Including professional figures in your work makes it more attractive to a potential reader. However, do not add figures just to increase the visual interest of your product. Keep in mind that the main function of using figures is to help your reader to understand your writing or presentation. Using too many and/or unclear figures will only decrease your audience’s understanding. In general, you use a figure in your writing if it shows something that is relevant, and if it is difficult to describe in words. When you need to explain a complicated lab procedure in your methods for example, or a complicated process, you might use a conceptual figure to simplify it to your reader. You can also add a map of the location of your study site or a picture from a field site showing specific features relevant to your study, but do not insert a picture just because it ‘looks nice’.
More specifically, creating graphs or maps to visualise your research data is a good way of communicating your research results to your audience. However, if your data is not too complicated, it might be better to present it in text (e.g., for simple statistics like p-values). As a rule of thumb, if you can present your results in one or two sentences, it is better to use text10, 11. If your data however is more complicated or too extensive, you should use a figure or a table as this saves space and prevents your text from cluttering up with too much information10. Furthermore, graphs and maps can reveal trends, correlations and patterns that are otherwise impossible to detect10.
The main purpose of figures in scientific writing is to communicate your research to your audience10. Therefore, each figure needs to contain a core message that is relevant to your research question19. Think about the message you want to convey with your figure and keep the core message in mind when you are creating it. Without a core message, your audience will likely have trouble understanding your figure. One tip to make sure your graph has a core message is to check whether it provides the answer for a specific question.
Since each of the figures you use needs to convey your message about your research, it is preferred to make your own figures instead of using figures from other sources. If you do use figures from other sources, be sure to adapt them to fit your own message.
As you will likely be dealing with complex data, you cannot show all the data you have without considering the purpose of the graph or figure. Therefore, keep it simple, and make a careful selection of what you want to show. Students (and scientists in general) often want to be as complete and unambiguous as possible. This often means they want to include every detail in their figures. Moreover, scientists want to show how much research went into their paper because otherwise it might look ‘under researched’ or ‘non-scientific’. Nonetheless, keeping your figures simple is very important for your audience to understand your message. If your figure does not have a clear message your audience may come up with a message themselves, which can be completely different from the story you wanted to tell. However, always be aware of (un)intentionally misleading your audience by leaving out important information.
If you have multiple messages you want to convey, it is often better to make multiple graphs. Overview figures can be helpful to show similarities or differences in trends and patterns, but do not blindly add unrelated aspects together.

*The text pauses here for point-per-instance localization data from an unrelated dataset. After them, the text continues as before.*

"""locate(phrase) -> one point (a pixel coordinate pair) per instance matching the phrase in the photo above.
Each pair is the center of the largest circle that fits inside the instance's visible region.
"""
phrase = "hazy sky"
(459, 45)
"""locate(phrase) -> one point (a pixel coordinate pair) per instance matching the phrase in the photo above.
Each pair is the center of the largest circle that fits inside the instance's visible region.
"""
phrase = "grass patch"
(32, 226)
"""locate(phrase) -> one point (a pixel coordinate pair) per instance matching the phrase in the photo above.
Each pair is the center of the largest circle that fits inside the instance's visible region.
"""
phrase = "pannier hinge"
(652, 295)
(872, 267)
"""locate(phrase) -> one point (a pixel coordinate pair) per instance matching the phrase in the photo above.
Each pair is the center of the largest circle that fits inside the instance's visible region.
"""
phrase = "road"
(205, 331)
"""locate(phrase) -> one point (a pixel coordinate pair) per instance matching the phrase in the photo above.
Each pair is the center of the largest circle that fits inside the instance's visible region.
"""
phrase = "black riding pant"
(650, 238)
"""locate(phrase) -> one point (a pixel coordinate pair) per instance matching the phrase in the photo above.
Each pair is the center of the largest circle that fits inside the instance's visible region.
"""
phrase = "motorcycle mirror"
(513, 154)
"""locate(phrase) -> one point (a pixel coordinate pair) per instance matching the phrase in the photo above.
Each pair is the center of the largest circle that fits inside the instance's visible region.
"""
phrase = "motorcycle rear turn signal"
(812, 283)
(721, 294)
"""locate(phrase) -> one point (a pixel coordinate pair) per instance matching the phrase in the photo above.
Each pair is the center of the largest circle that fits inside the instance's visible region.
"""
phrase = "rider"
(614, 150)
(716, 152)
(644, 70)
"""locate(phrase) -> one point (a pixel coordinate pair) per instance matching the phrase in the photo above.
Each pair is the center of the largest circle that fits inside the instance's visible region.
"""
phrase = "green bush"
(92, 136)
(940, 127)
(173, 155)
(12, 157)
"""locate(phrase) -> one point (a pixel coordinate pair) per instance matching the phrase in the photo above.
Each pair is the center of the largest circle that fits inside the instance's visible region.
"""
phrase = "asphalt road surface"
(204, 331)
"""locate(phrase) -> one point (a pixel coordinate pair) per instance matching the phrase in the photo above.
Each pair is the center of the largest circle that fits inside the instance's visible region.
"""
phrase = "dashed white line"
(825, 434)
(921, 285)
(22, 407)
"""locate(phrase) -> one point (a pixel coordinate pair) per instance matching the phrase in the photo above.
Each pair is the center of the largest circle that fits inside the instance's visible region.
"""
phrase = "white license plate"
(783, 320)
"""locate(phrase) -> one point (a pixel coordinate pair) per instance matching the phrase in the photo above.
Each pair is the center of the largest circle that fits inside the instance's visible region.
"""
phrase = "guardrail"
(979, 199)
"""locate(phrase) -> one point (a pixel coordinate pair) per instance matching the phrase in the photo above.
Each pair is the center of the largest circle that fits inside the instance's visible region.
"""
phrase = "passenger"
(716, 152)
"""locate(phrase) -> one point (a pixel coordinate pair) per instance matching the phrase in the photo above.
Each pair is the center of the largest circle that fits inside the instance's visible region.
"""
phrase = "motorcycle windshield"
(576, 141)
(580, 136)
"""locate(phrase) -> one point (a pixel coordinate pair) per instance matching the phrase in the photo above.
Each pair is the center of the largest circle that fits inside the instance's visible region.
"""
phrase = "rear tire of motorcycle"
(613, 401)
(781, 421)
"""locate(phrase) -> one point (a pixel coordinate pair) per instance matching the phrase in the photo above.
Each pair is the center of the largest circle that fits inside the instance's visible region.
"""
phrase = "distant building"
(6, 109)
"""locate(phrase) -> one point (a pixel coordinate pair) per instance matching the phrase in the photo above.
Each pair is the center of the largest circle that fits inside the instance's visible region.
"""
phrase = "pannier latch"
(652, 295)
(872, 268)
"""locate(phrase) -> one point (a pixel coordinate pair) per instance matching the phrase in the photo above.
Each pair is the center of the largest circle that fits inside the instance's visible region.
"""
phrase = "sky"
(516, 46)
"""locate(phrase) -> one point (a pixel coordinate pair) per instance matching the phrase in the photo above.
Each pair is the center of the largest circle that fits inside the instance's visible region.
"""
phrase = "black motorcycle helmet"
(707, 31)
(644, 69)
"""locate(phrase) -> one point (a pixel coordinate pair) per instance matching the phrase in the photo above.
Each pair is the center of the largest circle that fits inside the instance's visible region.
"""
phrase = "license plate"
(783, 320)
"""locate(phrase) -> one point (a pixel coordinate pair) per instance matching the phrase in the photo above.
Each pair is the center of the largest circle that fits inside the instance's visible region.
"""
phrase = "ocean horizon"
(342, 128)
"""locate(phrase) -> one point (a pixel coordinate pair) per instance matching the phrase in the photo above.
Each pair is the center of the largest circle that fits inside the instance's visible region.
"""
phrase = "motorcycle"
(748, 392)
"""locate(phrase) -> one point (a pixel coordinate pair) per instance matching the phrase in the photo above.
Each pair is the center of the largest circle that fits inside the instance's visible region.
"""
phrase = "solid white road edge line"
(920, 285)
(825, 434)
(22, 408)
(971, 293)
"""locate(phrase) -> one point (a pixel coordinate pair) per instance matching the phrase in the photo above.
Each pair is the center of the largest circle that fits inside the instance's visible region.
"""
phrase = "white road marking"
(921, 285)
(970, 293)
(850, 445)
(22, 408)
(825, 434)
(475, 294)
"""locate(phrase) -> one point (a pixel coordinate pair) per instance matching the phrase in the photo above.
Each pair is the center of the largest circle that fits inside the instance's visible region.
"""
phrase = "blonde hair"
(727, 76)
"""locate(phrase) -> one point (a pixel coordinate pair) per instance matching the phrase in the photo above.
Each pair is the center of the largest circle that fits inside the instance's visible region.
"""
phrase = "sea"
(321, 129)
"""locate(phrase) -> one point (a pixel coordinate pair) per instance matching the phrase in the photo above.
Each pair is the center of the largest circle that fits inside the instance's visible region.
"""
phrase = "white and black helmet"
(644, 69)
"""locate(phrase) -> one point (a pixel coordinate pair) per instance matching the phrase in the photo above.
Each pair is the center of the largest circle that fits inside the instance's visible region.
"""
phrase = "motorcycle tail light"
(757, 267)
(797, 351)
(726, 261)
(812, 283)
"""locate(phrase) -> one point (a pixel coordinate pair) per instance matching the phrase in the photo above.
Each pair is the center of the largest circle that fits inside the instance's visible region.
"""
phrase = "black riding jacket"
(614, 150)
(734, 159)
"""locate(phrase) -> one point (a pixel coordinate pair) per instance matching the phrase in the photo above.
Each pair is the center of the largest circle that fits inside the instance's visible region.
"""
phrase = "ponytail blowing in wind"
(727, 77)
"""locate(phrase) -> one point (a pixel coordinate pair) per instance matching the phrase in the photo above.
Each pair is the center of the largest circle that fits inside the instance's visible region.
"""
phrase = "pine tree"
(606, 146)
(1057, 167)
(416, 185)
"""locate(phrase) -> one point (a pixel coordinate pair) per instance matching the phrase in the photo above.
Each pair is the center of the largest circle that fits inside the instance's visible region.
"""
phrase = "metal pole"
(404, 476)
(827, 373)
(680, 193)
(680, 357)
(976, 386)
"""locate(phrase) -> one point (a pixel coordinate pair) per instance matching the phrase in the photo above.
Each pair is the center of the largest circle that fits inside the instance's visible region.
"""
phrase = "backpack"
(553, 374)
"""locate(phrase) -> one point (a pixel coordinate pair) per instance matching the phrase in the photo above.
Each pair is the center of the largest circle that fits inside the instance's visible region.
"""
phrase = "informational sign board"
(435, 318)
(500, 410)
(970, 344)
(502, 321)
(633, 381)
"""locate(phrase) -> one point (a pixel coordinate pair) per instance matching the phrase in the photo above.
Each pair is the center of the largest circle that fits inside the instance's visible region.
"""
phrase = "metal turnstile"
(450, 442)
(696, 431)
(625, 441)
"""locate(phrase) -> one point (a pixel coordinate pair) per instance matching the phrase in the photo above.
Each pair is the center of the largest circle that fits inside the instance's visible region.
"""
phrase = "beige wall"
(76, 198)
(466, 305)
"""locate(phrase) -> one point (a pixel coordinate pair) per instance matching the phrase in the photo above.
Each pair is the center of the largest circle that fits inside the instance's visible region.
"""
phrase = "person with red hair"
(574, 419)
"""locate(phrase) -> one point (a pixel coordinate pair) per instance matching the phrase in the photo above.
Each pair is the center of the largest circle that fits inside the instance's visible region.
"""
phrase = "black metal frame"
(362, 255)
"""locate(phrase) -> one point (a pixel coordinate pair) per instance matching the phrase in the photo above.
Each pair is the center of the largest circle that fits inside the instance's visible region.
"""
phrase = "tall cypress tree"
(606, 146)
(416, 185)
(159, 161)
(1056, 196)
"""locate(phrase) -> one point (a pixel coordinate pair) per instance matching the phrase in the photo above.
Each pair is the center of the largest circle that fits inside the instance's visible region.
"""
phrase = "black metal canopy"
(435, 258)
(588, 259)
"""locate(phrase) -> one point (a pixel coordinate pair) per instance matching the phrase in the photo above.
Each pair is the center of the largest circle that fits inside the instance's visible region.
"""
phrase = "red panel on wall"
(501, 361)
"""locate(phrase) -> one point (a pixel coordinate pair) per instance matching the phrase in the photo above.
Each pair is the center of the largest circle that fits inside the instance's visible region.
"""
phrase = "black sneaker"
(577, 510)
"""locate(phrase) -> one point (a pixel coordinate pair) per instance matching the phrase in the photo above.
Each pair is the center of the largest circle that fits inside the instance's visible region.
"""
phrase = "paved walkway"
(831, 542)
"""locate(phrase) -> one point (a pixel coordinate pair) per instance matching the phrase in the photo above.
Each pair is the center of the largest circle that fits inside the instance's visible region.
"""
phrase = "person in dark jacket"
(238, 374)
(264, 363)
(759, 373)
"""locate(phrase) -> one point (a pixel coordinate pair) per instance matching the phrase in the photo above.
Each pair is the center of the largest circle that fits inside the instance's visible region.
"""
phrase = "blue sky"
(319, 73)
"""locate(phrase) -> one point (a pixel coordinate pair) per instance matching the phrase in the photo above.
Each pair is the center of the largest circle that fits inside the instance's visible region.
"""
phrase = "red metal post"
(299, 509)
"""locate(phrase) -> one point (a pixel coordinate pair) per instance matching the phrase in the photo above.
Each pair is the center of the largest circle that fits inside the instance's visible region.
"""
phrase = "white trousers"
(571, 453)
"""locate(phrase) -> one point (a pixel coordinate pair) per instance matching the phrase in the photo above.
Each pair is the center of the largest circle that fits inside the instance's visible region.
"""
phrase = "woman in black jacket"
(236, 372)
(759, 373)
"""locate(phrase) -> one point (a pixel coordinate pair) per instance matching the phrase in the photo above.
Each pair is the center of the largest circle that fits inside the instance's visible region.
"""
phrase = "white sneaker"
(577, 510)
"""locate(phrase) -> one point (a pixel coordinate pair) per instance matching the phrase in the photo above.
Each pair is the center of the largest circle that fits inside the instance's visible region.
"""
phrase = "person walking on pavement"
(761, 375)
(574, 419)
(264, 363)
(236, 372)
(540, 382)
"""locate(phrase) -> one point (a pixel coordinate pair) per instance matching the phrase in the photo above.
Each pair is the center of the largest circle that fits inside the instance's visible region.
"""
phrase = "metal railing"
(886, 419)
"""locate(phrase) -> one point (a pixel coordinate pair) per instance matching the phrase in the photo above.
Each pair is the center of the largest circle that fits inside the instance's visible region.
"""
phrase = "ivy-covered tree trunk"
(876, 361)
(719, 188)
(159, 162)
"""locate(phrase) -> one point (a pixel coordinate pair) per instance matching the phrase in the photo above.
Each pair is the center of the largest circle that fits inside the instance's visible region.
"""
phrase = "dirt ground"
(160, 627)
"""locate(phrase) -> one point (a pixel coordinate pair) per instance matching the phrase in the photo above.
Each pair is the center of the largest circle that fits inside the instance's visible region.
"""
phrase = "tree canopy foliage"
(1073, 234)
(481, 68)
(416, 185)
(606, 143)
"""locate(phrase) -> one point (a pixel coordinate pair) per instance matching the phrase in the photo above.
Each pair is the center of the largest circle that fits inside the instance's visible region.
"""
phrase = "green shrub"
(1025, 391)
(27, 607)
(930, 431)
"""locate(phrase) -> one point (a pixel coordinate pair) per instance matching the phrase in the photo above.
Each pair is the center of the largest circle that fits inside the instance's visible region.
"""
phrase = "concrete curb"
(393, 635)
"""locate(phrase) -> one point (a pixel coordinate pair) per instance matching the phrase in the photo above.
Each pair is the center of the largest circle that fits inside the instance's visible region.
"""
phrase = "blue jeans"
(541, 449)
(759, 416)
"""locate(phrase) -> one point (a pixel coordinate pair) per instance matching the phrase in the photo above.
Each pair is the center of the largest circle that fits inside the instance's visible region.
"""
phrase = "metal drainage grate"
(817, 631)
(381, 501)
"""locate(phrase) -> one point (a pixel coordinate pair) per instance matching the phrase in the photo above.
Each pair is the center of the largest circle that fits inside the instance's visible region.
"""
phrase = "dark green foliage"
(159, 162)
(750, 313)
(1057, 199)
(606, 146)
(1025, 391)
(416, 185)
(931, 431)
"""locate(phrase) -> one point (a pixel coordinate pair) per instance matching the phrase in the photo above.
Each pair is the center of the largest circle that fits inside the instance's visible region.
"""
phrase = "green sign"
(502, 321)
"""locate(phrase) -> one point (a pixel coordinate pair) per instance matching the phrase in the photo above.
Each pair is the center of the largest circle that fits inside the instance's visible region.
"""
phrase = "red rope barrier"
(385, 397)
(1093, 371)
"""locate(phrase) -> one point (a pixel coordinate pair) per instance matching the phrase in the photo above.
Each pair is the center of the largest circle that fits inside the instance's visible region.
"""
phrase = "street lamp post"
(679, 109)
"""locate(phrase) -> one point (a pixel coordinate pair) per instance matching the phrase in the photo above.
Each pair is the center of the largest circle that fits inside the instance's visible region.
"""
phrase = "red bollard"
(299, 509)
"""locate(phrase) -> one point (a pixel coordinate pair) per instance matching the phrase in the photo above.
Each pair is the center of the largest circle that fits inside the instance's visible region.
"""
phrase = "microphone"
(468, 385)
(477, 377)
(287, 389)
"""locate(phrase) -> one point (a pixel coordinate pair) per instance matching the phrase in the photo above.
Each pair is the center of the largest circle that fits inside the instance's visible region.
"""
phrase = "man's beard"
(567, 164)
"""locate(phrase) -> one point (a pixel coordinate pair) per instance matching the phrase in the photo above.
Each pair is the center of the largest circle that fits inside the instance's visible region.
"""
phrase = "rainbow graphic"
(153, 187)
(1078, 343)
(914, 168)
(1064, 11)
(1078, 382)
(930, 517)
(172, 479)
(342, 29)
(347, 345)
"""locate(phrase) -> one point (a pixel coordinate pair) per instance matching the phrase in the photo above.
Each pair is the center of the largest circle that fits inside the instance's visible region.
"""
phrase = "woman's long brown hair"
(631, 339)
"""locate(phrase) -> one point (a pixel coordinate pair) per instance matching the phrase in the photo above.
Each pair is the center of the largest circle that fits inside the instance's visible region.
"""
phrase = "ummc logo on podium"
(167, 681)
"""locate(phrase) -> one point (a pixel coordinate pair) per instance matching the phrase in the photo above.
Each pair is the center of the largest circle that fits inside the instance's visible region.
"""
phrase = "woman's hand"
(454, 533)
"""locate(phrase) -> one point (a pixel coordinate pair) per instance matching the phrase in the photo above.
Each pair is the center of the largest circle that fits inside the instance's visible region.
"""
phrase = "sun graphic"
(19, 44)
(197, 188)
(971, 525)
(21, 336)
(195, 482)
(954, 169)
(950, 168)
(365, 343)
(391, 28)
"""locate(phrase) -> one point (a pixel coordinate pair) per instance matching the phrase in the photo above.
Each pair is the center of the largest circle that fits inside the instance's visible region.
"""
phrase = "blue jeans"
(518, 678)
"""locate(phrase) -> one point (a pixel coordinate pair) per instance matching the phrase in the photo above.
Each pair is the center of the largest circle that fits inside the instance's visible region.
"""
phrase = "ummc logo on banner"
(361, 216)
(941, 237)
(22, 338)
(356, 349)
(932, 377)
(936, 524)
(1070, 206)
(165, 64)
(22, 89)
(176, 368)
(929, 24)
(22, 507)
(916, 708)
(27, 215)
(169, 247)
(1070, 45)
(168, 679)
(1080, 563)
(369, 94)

Once you have determined your message, you need to choose what type of figure you are going to make. The figure type depends on the message you want to convey and your data. For graphs specifically, the type variables you want to plot determine the most suitable graph type as well. To help you choose a suitable figure, several types of graphs and their characteristics were discussed, as well as mapping conventions, and the use of photos. If you are looking for a more specific graph type, you can use online databases such as Matplotlib library. You can also look at the types of figures used in peer-reviewed papers, especially when they are in your research field and use similar data to yours.